Accordingly, the relics of mortality with which the old man had heaped his fireplace, began by degrees to send forth a thick unctuous vapour, which at length leaped to light, and blazing up the aperture, gave a degree of liveliness to the gloomy scene. The blazonry of the huge escutcheon met and returned the rays with as brilliant a reflection as that lugubrious object was capable of, and the whole apartment looked with a fantastic gaiety, strangely mingled with the gloomy ideas which its ornaments were calculated to impress upon the imagination.

"You are astonished," said the old man, "and perhaps, Sir Knight, you have never before seen these relics of the dead applied to the purpose of rendering the living, in some degree, more comfortable than their condition would otherwise admit of."

"Comfortable!" returned the Knight of Valence, shrugging his shoulders; "I should be sorry, old man, to know that I had a dog that was as indifferently quartered as thou art, whose grey hairs have certainly seen better days."

"It may be," answered the sexton, "and it may be otherwise; but it was not, I presume, concerning my own history that your worship seemed disposed to ask me some questions; and I would venture to enquire, therefore, to whom they have relation?"

"I will speak plainly to you," replied Sir Aymer, "and you will at once acknowledge the necessity of giving a short and distinct reply. I have even now met in the streets of this village a person only shown to me by a single flash of light, who had the audacity to display the armorial insignia and utter the war-cry of the Douglasses; nay, if I could trust a transient glance, this daring cavalier had the features and the dark complexion proper to the Douglas. I am referred to thee as to one who possesses means of explaining this extraordinary circumstance, which, as an English knight, and one holding a charge under King Edward, I am particularly called upon to make enquiry into."

"Let me make a distinction," said the old man. "The Douglasses of former generations are my near neighbours, and, according to my superstitious townsmen, my acquaintances and visitors; I can take it upon my conscience to be answerable for their good behaviour, and to become bound that none of the old barons, to whom the roots of that mighty tree may, it is said, be traced, will again disturb with their war-cry the towns or villages of their native country—not one will parade in moonshine the black armour which has long rusted upon their tombs.

'The knights are dust.
And their good swords are rust;
Their souls are with the saints, we trust.' [Footnote: [The author
has somewhat altered part of a beautiful unpublished fragment of
Coleridge:—
"Where is the grave of Sir Arthur Orellan,—
Where may the grave of that good knight be?
By the marge of a brook, on the slope of Helvellyn,
Under the boughs of a young birch tree.
The Oak that in summer was pleasant to hear,
That rustled in Autumn all withered and sear,
That whistled and groan'd thro' the Winter alone,
He hath gone, and a birch in his place is grown.
The knight's bones are dust,
His good sword is rust;
His spirit is with, the saints, we trust." Edit.]

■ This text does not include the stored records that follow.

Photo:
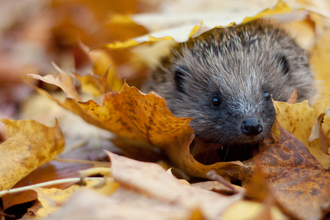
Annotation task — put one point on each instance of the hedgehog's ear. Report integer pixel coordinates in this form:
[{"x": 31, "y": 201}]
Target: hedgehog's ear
[
  {"x": 283, "y": 63},
  {"x": 179, "y": 78}
]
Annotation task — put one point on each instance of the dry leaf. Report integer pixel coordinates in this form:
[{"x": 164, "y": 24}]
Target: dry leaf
[
  {"x": 153, "y": 181},
  {"x": 319, "y": 59},
  {"x": 145, "y": 119},
  {"x": 295, "y": 177},
  {"x": 52, "y": 199},
  {"x": 29, "y": 145}
]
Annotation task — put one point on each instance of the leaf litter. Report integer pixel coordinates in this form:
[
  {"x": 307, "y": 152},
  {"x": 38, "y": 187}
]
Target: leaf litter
[{"x": 293, "y": 172}]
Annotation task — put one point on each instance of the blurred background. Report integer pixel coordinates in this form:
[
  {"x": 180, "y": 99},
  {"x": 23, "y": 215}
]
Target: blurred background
[{"x": 72, "y": 34}]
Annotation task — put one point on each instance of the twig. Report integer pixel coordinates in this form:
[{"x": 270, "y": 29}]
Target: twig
[
  {"x": 214, "y": 176},
  {"x": 53, "y": 182},
  {"x": 101, "y": 164}
]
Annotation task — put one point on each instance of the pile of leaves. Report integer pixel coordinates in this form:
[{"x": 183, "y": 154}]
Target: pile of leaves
[{"x": 288, "y": 178}]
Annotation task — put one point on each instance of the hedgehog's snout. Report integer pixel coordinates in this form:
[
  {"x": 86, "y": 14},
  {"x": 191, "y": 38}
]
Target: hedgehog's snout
[{"x": 251, "y": 126}]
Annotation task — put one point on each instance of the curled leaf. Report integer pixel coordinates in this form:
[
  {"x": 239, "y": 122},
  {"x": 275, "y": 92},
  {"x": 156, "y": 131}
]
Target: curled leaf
[{"x": 29, "y": 145}]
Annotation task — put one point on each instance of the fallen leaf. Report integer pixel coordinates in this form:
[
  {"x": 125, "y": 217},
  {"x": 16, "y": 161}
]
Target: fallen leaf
[
  {"x": 210, "y": 19},
  {"x": 299, "y": 118},
  {"x": 297, "y": 180},
  {"x": 64, "y": 81},
  {"x": 153, "y": 181},
  {"x": 29, "y": 145},
  {"x": 145, "y": 119},
  {"x": 318, "y": 132},
  {"x": 319, "y": 59},
  {"x": 94, "y": 84},
  {"x": 52, "y": 199},
  {"x": 293, "y": 97}
]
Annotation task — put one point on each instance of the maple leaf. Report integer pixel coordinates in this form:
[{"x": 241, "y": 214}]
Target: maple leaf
[
  {"x": 297, "y": 180},
  {"x": 145, "y": 120},
  {"x": 29, "y": 145}
]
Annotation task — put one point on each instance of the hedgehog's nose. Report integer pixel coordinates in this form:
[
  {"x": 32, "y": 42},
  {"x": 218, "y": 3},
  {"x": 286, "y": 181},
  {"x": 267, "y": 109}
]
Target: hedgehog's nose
[{"x": 251, "y": 127}]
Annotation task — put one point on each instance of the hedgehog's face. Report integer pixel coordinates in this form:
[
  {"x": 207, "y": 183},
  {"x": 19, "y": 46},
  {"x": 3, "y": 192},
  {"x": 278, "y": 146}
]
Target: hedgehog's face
[{"x": 228, "y": 89}]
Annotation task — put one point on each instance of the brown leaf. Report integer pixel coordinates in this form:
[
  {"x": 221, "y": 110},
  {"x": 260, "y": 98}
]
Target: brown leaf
[
  {"x": 144, "y": 119},
  {"x": 151, "y": 180},
  {"x": 293, "y": 97},
  {"x": 29, "y": 145},
  {"x": 295, "y": 177},
  {"x": 94, "y": 84},
  {"x": 64, "y": 81}
]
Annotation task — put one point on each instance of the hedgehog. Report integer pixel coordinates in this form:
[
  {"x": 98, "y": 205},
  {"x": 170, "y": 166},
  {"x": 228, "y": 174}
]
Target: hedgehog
[{"x": 225, "y": 79}]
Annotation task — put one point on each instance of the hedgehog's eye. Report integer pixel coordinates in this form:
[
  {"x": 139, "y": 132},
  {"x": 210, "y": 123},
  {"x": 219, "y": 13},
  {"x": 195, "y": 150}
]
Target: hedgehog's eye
[
  {"x": 216, "y": 101},
  {"x": 267, "y": 96},
  {"x": 283, "y": 63},
  {"x": 179, "y": 79}
]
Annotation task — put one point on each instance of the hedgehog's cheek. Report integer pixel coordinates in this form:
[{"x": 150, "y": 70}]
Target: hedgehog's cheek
[{"x": 251, "y": 127}]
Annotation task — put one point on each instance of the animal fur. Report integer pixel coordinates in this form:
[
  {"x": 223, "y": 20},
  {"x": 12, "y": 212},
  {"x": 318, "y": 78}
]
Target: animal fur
[{"x": 238, "y": 65}]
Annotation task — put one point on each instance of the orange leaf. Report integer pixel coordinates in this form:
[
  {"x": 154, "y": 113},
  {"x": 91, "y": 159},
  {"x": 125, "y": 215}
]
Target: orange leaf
[
  {"x": 295, "y": 177},
  {"x": 29, "y": 145}
]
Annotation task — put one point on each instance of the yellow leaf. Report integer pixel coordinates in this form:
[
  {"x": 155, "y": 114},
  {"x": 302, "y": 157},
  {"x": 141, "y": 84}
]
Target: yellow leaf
[
  {"x": 319, "y": 60},
  {"x": 52, "y": 199},
  {"x": 29, "y": 145}
]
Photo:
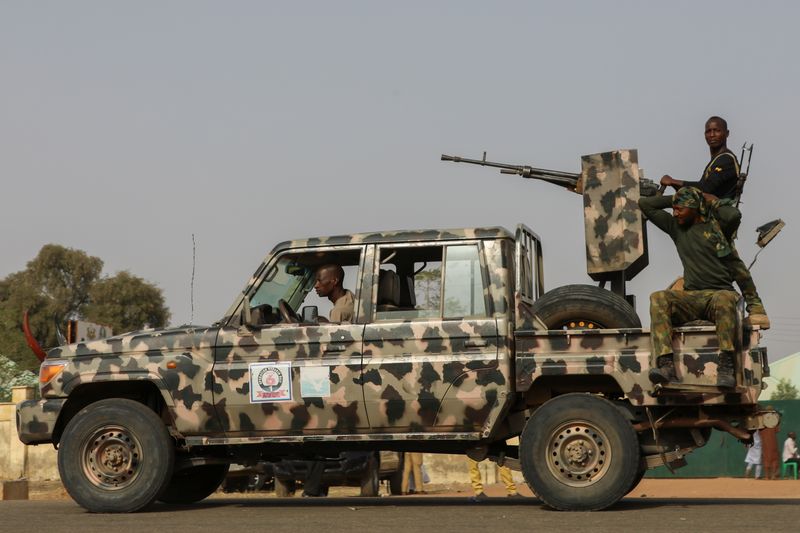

Look around, Sir Knight, you have above and around you the men of whom we speak. Beneath us, in a little aisle, (which hath not been opened since these thin grey locks were thick and brown,) there lies the first man whom I can name as memorable among those of this mighty line. It is he whom the Thane of Athol pointed out to the King of Scotland as Sholto Dhuglass, or the dark iron-coloured man, whose exertions had gained the battle for his native prince; and who, according to this legend, bequeathed his name to our dale and town, though others say that the race assumed the name of Douglass from the stream so called in unrecorded times, before they had their fastness on its banks. Others, his descendants, called Eachain, or Hector the first, and Orodh, or Hugh, William, the first of that name, and Gilmour, the theme of many a minstrel song, commemorating achievements done under the oriflamme of Charles the Great, Emperor of France, have all consigned themselves to their last sleep, nor has their memory been sufficiently preserved from the waste of time. Something we know concerning their great deeds, their great power, and, alas! their great crimes. Something we also know of a Lord of Douglas who sat in a parliament at Forfar, held by King Malcolm the First, and we are aware that from his attachment to hunting the wild hart, he built himself a tower called Blackhouse, in the forest of Ettrick, which perhaps still exists."